While the great earthquake on April 18, 1906, and the fires that followed left San Francisco in ruins, commerce had already started to return to downtown by late summer. Unfortunately for the merchants setting up shop along a rebuilt Market Street, they were soon terrorized by one of the city’s most brutal gangs.
German immigrant Johannes Pfitzner was waiting on a customer in his small shoe store at 964 McAllister St. late in the afternoon on Aug. 20, 1906. As Pfitzner knelt down to help the man try on a pair of size eight shoes, the man picked up what would now be an antique window weight and bashed Pfitzner’s head in with it. The killer took $200 in cash and a gold watch worth $130 and left the store. Pfitzner died later that evening at the Central Emergency Hospital.
A little less than a month later on Sept. 14, 1906, 15-year-old Thelma Anderton took her younger brother Robert out shopping for a new suit. No one came to meet them when they entered the clothing store at 1386 Market St. After 10 minutes of unfettered browsing, they made their way to the backroom to see if anyone was there. They found proprietor William Friede lying in a pool of his own blood, his skull pulverized so thoroughly that they could see the brain through the fractures.

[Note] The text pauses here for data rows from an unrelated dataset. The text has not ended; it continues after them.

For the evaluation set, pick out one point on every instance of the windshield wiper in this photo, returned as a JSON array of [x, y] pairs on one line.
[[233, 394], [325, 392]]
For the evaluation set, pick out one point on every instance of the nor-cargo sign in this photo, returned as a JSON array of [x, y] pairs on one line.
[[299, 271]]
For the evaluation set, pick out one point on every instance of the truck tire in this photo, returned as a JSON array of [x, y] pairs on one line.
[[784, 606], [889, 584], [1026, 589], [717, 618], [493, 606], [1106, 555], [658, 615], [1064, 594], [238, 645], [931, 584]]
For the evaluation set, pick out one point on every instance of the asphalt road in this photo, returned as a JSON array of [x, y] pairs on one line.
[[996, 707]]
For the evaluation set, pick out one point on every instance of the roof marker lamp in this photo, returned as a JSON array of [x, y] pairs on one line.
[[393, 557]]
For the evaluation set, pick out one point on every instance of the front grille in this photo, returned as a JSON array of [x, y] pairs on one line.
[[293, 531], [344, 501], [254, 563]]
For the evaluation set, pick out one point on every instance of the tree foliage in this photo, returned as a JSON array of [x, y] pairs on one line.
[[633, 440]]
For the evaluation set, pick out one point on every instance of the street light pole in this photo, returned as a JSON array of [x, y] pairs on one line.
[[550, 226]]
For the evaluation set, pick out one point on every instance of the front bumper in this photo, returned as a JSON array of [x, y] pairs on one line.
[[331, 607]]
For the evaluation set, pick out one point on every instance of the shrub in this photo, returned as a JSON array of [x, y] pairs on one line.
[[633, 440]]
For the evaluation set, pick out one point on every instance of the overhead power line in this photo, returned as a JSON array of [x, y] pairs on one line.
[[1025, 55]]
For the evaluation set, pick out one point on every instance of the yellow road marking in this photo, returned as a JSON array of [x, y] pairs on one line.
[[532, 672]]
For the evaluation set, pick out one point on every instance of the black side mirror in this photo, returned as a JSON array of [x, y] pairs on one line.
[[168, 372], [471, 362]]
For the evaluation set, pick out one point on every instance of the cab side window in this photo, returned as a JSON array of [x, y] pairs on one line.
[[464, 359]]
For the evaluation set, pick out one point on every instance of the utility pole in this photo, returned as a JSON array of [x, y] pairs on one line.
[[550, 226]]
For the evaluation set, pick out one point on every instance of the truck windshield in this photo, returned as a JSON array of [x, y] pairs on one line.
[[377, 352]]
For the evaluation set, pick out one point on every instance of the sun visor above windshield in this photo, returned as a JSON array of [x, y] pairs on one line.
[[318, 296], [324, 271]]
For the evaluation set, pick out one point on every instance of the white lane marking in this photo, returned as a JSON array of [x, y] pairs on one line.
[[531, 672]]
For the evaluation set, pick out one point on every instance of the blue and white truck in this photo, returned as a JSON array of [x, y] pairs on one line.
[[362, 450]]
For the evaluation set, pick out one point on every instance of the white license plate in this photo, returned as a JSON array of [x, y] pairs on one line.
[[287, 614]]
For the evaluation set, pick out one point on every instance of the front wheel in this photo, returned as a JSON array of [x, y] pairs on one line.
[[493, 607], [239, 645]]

“We gazed at the awful site for I don’t know how long,” Thelma Anderton told the San Francisco Chronicle. “The sight of the blood and the man lying in it nearly made me faint.”
Friede had been beaten with an unfound blunt instrument, and the cash register drawer had been yanked off its chain and cleaned out of every coin. A tape measure found on the floor indicated he had been killed while helping someone try on clothes just like the Pfitzner murder. The position of Friede’s body also showed that more than one man had carried out the crime.
A day later, Friede’s watch was found on Market Street at Dolores near a 14-inch piece of gas pipe covered in blood and wrapped in paper.
On Oct. 3, 1906, the killers stormed the Japanese-run Kimmon Ginko bank at 1588 O’Farrell St. They beat bank teller A. Sasaki to the ground with a piece of gas pipe wrapped in paper before caving in the head of Vice President S. Murakata. Sasaki survived the attack, but couldn’t remember much about his attackers. Murakata died later at the hospital. The thugs, as they were now called by the press, made off with $2,800.
The killers next moved on the Steiner Street jewelry store of Harry Behrend on Nov. 3, 1906. While one man stood lookout, two others worked over the jeweler with their signature gas pipe. Behrend struggled against his attackers causing one of them to slam his pipe down on his accomplice’s hand, nearly severing off a finger. Two of the robbers fled as Behrend, still covered in his own blood, grabbed onto the man with the gas pipe and held him until two cops rushed over from the bar across the street.
The man that Behrend had captured was Louis V. Dabner of Petaluma. His roommate, John Siemsen, matched Behrend’s description of his other attacker.
Siemsen, a Hawaiian who posed as the heir of a vast island fortune, was soon turned in by his father-in-law. Siemsen had married Hulda Von Hofen the day before the botched jewelry store heist in a ceremony that the bride later claimed was “forced upon her by the point of a revolver.” However, the Oakland minister who performed the wedding contradicted her, telling the Call that he never saw a more elated bride.
Police soon got a confession from Dabner detailing the gas pipe murders and their spending spree at the “Macey’s Jewelry Company” on Fillmore Street after knocking over the Japanese bank. Dabner also confessed to other robberies including one that ended up with the wrong man being sentenced to 50 years in prison.
Dabner and Seimsen were hanged in the San Quentin prison yard on July 31, 1908 in front of 200 spectators. The third man in the Behrend robbery, Harry Kearney of Sacramento, was in prison in Washington for a similar crime.